Cuando sientes que has perdido el tiempo

Hay momentos en los que miramos hacia atrás y hacemos cuentas. Los años que estuvimos en una relación que no nos hacía bien, el tiempo dedicado a un trabajo que terminó destruyéndonos, todo lo que dejamos de hacer mientras cuidábamos a alguien, una etapa marcada por una enfermedad, años intentando conseguir algo que finalmente no ocurrió o simplemente una parte de nuestra vida que ahora sentimos que habríamos querido vivir de otra manera. Entonces aparece una frase especialmente dolorosa: he perdido demasiado tiempo. Y esa frase puede convertir diez o veinte años enteros en un espacio vacío, como si durante todo ese tiempo no hubiéramos vivido, pensado, querido, aprendido, sobrevivido, cambiado ni tomado decisiones con aquello que sabíamos entonces. Los Recorridos de Sanación del Campus Lolita no pretenden convencerte de que todo ocurre por alguna razón ni buscar una enseñanza positiva dentro de aquello que quizá desearías sinceramente no haber vivido. El Relato Sanador propone algo diferente: utilizar la escritura guiada para volver a mirar ese tiempo y preguntarte cómo lo estás contando hoy. ¿Qué llamas exactamente tiempo perdido? ¿Qué persona eras cuando tomaste aquellas decisiones? ¿Qué sabías entonces que ahora sabes de otra manera? ¿Qué ocurrió durante esos años además de aquello que hoy ocupa todo el relato? Escribir no cambia el tiempo ni devuelve lo que no ocurrió, pero puede ayudarnos a descubrir cuándo hemos reducido una parte enorme de nuestra vida a una única frase que ya no alcanza para contarla.

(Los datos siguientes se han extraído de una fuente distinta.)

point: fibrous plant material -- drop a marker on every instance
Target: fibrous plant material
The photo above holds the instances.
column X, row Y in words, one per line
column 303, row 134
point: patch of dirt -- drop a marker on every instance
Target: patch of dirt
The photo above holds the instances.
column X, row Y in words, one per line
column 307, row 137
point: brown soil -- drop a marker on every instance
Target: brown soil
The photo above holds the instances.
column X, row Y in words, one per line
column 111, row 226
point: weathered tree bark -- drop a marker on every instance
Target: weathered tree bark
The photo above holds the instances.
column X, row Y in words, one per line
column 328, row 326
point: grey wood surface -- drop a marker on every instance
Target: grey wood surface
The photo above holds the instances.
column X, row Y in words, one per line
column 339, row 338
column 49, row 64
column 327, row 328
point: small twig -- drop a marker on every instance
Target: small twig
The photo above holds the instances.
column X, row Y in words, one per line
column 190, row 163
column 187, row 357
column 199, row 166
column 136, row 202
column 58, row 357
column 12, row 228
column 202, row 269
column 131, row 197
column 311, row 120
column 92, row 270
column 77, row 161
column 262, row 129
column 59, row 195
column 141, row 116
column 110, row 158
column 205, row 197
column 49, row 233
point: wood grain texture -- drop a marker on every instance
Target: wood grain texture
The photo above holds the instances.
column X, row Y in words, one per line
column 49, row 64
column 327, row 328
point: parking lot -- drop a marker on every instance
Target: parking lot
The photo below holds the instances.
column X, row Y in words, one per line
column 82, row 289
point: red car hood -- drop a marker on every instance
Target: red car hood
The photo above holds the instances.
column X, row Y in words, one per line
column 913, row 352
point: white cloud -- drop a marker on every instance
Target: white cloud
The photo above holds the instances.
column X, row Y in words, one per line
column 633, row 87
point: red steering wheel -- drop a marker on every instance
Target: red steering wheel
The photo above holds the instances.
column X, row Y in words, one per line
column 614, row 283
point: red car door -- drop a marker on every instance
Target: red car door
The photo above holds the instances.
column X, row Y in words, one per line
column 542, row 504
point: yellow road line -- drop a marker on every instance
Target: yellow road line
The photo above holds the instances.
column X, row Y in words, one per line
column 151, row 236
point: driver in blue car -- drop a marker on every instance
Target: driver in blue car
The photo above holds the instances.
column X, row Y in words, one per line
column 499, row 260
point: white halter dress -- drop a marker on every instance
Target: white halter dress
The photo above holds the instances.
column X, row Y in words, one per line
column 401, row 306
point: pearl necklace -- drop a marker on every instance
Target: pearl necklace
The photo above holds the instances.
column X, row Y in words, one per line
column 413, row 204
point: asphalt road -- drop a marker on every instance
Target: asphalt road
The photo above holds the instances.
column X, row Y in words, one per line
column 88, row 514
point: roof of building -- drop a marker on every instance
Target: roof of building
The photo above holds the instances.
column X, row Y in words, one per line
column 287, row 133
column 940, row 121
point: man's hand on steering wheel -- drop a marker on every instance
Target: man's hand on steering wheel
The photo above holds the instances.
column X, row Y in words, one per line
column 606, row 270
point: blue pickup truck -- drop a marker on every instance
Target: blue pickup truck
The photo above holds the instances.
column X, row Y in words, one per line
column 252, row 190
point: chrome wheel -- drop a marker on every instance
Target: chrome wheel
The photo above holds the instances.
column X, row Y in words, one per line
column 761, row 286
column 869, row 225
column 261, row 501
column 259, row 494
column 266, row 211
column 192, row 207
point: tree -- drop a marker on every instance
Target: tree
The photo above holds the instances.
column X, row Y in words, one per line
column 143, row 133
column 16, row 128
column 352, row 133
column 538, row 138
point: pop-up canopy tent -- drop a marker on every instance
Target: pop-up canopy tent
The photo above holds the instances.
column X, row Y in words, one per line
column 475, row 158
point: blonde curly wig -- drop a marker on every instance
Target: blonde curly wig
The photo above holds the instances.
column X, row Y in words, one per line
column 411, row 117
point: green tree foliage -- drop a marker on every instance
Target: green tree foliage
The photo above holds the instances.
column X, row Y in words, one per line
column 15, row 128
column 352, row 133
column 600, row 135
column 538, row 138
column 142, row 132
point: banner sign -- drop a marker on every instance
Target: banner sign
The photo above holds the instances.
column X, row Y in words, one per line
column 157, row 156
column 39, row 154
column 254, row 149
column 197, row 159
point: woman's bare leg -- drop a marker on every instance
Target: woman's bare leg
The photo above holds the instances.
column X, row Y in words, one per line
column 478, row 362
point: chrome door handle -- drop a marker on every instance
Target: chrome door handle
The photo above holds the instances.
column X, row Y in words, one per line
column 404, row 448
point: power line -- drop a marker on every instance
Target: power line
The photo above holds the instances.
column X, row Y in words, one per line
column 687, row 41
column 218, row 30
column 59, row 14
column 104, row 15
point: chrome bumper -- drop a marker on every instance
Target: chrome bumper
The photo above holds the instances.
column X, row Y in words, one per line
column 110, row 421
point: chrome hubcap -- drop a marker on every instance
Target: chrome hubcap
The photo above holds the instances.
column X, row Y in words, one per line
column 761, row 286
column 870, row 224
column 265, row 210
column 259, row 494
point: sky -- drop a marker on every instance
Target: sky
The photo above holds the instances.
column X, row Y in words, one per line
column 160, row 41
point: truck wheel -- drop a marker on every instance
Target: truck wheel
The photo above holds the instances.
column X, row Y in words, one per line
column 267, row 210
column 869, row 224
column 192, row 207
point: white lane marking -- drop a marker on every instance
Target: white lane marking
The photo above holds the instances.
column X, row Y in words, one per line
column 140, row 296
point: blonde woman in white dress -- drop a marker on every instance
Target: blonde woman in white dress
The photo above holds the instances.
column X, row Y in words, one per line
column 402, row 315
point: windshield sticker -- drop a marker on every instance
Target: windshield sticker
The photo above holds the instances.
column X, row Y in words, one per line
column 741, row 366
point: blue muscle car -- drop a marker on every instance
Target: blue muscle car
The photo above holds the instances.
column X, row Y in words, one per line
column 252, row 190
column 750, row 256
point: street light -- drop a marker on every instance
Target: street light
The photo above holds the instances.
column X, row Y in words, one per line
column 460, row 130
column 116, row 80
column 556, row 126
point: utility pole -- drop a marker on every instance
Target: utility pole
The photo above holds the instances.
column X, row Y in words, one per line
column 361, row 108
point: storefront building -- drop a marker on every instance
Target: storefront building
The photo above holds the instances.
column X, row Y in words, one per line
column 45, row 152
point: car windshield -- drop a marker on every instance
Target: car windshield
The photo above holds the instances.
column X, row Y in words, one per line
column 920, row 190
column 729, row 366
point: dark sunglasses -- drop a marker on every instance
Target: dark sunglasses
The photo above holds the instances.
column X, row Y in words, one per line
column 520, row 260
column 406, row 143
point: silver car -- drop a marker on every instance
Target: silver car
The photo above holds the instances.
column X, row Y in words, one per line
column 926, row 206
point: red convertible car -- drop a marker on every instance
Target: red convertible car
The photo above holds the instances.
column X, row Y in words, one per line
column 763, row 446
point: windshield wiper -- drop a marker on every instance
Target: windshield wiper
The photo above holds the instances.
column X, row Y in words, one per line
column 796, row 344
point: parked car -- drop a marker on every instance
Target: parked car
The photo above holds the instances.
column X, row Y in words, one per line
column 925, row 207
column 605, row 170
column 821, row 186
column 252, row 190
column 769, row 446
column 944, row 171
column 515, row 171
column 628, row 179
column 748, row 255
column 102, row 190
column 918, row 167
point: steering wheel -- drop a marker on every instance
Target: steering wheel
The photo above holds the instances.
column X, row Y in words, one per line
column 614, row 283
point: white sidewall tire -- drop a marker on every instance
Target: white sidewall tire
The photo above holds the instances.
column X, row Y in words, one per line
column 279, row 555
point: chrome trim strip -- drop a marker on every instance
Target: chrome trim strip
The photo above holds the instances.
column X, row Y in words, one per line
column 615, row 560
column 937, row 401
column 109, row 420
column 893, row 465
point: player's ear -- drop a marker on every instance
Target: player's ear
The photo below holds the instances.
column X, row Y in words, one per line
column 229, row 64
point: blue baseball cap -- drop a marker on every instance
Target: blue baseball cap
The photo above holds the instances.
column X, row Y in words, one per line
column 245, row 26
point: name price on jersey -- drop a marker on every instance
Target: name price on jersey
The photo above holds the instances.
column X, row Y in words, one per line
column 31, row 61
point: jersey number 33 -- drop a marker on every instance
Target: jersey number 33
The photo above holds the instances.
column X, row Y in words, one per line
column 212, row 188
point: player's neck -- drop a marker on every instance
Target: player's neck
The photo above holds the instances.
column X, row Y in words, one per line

Un Relato Sanador no te pedirá que agradezcas aquello que te hizo daño ni que encuentres algo bueno en cada experiencia. Durante tres meses te propone una conversación íntima y autónoma en la que puedas releer tu historia desde distintos lugares, sin que nadie interprete tus textos ni decida qué conclusión deberías sacar. No necesitas saber escribir porque no estamos haciendo literatura. Utilizamos el lenguaje para que puedas escucharte y encontrar palabras más tuyas para aquello que has vivido. Si miras hacia atrás y sientes que hay una etapa de tu vida que todavía necesitas comprender, puedes hacer el test para encontrar tu camino de sanación y descubrir qué recorrido puede acercarse más a lo que necesitas ahora. Esta forma de recuperar nuestras historias sostiene también el Relato Social, legado del Campus, y el Compromiso del Relato Sanador, porque nuestras vidas tampoco suceden aisladas de las condiciones familiares, económicas, sociales o culturales que limitan muchas de nuestras decisiones. Quizá hubo años que habrías querido vivir de otra manera y reconocerlo también forma parte de decirte la verdad. Pero esos años son tuyos. No pertenecen únicamente a la persona, la enfermedad, el miedo, el trabajo o la situación que los ocupó. Recuperar tu relato puede ser también recuperarlos: mirarlos enteros, comprender quién eras mientras los vivías y conseguir que el pasado no te robe además el tiempo que tienes ahora.